И этот Коля, студент железнодорожного техникума, рассказал мне конец моей многолетней истории:

— Ломали сарай дровяной у нас во дворе. Выбросили ломаный шкаф и портрет. Иду по двору, вижу: детишки маленькие веревку к портрету прилаживают, мокрого кота возить собираются. Я говорю: «Не стыдно вам, ребята, с портретом баловаться! Что вы, из себя несознательных хотите изображать?» Забрал у них портрет и положил на подоконник на лестнице. А старший брат шел. «Эдак, — говорит, — от парового отопления покоробятся и холст и краски». Снес я портрет домой, брат починил, где порвано, подреставрировал своими силами, протер маслом и повесил. А потом мама говорит: «Это какой-то хороший портрет. Снесу-ка я его в музей, предложу».

— А кому принадлежал шкаф из дровяного сарая? — спрашиваю я.

— Художнику Воронову.

— Где этот Воронов?

— Умер два года назад. А вещи его — портрет, шкаф — сложили в сарай.

Концы истории с портретом сошлись. Так я узнал наконец, что все эти годы портрет пролежал в Тихвинском, за шкафом у художника Воронова.

ОТВЕТ ИЗ ТРЕТЬЯКОВСКОЙ ГАЛЕРЕИ

Вышла книга Пахомова. «Вульфертовский» портрет был воспроизведен в ней в отделе недостоверных. «Изображенный на портрете офицер мало чем напоминает Лермонтова, — прочел я на 69-й странице. — Только лоб и нос на этом портрете имеют отдаленное сходство с Лермонтовым».

Дочитал я до этого места, задумался.

Раньше мне казалось, что самое главное — найти портрет. Теперь он в музее, а главное не решено и решено, вероятно, не будет. И хотя я по-прежнему верю, что это Лермонтов, доказать это я, очевидно, не в силах. Годами, десятилетиями будет стоять портрет в темном шкафу, и тысячи пылких, вдохновенных читателей Лермонтова никогда не взглянут на это необыкновенное лицо. Великий поэт по-прежнему будет скрыт под военным мундиром. Этот мундир не снимешь…

Не снимешь? А если все-таки попытаться?

Татьяна Александровна Вульферт говорила, что под мундиром что-то виднеется. Если портрет реставрировался, как знать… может быть, поверх сюртука был написан другой сюртук, с другими кантами.

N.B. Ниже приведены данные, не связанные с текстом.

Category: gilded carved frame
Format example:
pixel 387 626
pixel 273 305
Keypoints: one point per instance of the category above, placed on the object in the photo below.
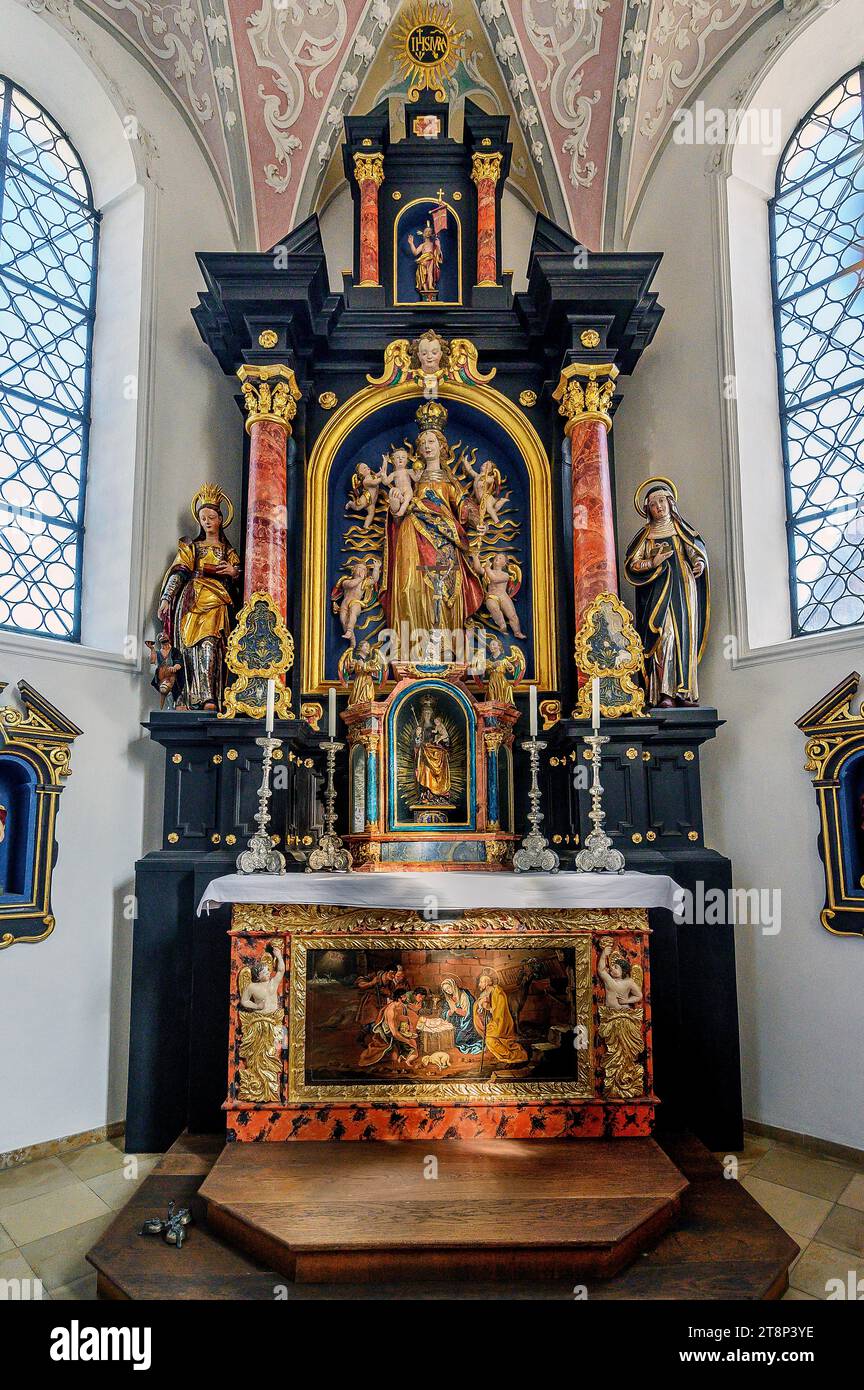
pixel 516 424
pixel 40 738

Пришел в Литературный музей, в отдел иконографии. Обращаюсь к сотрудникам:

— Можно посмотреть вульфертовский портрет Лермонтова, который висел на выставке?

— Какой?

— Вульфертовский. Вульфертам раньше принадлежал.

— Нет у нас такого.

— Ну, слоевский, который у Слоевой куплен.

— В первый раз слышим.

И вдруг одна сотрудница молоденькая восклицает:

— Так это, наверно, он говорит про андрониковский, фальшивый!

Я покраснел даже.

Выдали мне портрет. И снова я подивился выражению лица — ясного, благородного, умного.

Поднес к окну. Действительно, под серебряной пуговицей шинели и под воротником в одном месте что-то просвечивает.

Попросил лупу. Вглядываюсь. Действительно, так и кажется — под зеленой шинелью сквозь трещинки в краске что-то виднеется. Словно шинель и сюртук написаны поверх другого мундира.

А вдруг, думаю, этот мундир соответствует форме Нижегородского, Тенгинского или Гродненского полков, в которых Лермонтов служил, когда отбывал ссылку?

Выяснить это можно только с помощью рентгеновых лучей. Ведь именно благодаря им художник Корин обнаружил недавно в Москве знаменитую Форнарину. Рентген показал, что фигура ее скрыта одеждой, которая дописана позже. Корин снял верхний слой красок с картины и открыл творение Джулио Романо, ученика Рафаэля.

— Нельзя ли, — спрашиваю, — просветить портрет рентгеновыми лучами?

— Отчего нельзя? Можно. Пошлем его в Третьяковскую галерею, там просветят.

Послали портрет в Третьяковскую. Я наведывался в музей каждый день, ждал ответа.

Наконец портрет возвратился с приложением бумажки. Смысл ее был таков:

«Ничего под мундиром не обнаружено». И подпись профессора Торопова.

ЛАБОРАТОРИЯ НА УЛИЦЕ ФРУНЗЕ

Слышал я, что, кроме рентгеновых, применяются еще ультрафиолетовые лучи. Падая на предмет, они заставляют его светиться. Это явление называется вторичным свечением или люминесценцией.

Предположим, что на документе вытравлена надпись. Она неразличима в видимом свете, ее нельзя заметить на фотографии, ее нельзя обнаружить рентгеном. Но под ультрафиолетовыми лучами ее прочесть можно.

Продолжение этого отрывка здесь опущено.